JoeJ said:
But you can implement a job system yourself with std::thread of course, likely using atomic counters to push and pop work, and i also use atomics for sync.
Well, `std::thread` itself is mostly a low level component, along with the atomics, locks, condition variables, etc. So to write a job system or other low level threaded code, something to consider rather than the Window's or pthread API, certain intrinsics, etc.
As well as the single API, the main advantage is handling things like passing parameters, return types, and capturing exceptions, while the platform API might basically just give you a “void*” sized parameter and an integer exit status for you to build stuff on top of.
In theory, the C++ async task/job system is `std::async`. An implementation may implement it with a thread pool to avoid the thread starting cost (I believe most do), and may restrict it to a fairly optimal max thread limit (don't recall noticing any do this, probably because they assume your threads will block and stuff). But you have very little control over this.

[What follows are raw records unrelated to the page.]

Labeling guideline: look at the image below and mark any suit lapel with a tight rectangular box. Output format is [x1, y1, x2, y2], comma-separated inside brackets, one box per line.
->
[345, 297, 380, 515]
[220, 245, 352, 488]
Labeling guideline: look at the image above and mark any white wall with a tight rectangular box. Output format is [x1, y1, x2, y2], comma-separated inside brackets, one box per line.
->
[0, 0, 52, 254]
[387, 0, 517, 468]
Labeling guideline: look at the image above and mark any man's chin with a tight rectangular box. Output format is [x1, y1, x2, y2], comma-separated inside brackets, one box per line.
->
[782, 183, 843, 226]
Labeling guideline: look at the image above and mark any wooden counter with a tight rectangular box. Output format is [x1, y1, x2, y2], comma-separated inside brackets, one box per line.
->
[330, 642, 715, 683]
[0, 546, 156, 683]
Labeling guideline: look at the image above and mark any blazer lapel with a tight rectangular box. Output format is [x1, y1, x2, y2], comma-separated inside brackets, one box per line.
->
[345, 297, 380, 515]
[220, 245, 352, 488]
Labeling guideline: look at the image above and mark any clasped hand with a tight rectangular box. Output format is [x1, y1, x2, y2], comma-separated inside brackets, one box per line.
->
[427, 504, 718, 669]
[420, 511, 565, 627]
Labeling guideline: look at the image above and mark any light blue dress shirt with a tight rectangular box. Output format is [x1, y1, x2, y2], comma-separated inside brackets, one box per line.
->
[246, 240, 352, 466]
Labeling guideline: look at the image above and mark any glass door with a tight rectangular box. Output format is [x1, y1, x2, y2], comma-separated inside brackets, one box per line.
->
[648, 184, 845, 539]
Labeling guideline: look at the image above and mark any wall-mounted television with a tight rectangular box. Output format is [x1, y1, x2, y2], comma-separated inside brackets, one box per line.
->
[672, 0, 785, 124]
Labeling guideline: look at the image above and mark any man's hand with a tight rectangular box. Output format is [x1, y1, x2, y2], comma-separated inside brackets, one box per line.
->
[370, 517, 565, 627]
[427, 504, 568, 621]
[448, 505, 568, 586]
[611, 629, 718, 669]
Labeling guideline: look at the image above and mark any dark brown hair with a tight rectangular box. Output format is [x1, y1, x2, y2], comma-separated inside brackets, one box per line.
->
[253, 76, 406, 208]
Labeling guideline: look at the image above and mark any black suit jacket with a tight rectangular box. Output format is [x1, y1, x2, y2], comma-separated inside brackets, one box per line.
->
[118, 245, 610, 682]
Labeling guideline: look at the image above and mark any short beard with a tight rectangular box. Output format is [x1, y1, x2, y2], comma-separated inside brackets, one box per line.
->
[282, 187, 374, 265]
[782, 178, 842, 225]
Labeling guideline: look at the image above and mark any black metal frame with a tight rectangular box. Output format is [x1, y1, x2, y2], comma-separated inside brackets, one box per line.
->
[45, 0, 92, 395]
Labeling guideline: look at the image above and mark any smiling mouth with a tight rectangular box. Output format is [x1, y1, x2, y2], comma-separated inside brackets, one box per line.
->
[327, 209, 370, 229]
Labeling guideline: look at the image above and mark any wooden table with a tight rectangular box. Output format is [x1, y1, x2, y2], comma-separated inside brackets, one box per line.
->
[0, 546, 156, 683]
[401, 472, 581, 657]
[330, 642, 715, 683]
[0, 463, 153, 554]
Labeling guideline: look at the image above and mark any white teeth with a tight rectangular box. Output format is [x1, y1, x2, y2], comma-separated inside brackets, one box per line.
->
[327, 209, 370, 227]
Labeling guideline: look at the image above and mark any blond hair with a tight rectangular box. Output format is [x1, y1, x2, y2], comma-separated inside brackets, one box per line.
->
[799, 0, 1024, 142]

And when making your own thread pool, you can still make use of `std::future` etc. to get basically the same API, but with much more control. Although quite possibly you can gain a bit more performance without any of those C++ library things.
JoeJ said:
I have the same question - not sure if it is possible to get information which threads run on the same core or which cores run an the same chiplet etc.
There are API's to get the NUMA nodes, physical core count, logical core count, etc. The only multi-NUMA system you are likely to come across is 1st and 2nd Gen Threadripper. Anything more detailed, I think you would have to just code for the specific CPU series if you were interested, unless there are API's I missed detailing say CCX layout, and those will be forward compatible with whatever the next AMD/Intel/etc. design is.
You can set per-thread affinity. But at this point you are basically trying to out think the system scheduler. Would certainly need a lot of testing, because you have to consider what the 100's or 1000's of other processes/threads on the system are wanting to do. On something like say a console, where you can code to a specific design, this could make a lot more sense.
e.g. If you restrict one of your threads to a specific logical core, and the CPU is almost idle and your thread wants to run, but oh Chrome, or Steam, or whatever is currently on that core, well now you don't run until it's time slice is done, and are almost certainly a lot worse off.
Maybe the OS is clever enough to go “oh that thread wants to run 99% of the time and it's only on core 2, it's not running right now but still maybe I better put this other thing not on core 2”, but honestly that would surprise me.
Now maybe instead you try a mid way and lock all your threads to one logical core per physical core. This would still need a lot of testing though, and you still can't stop other programs running on the same physical core as you with SMT (at least without some nasty hacking to change other programs affinity dynamically).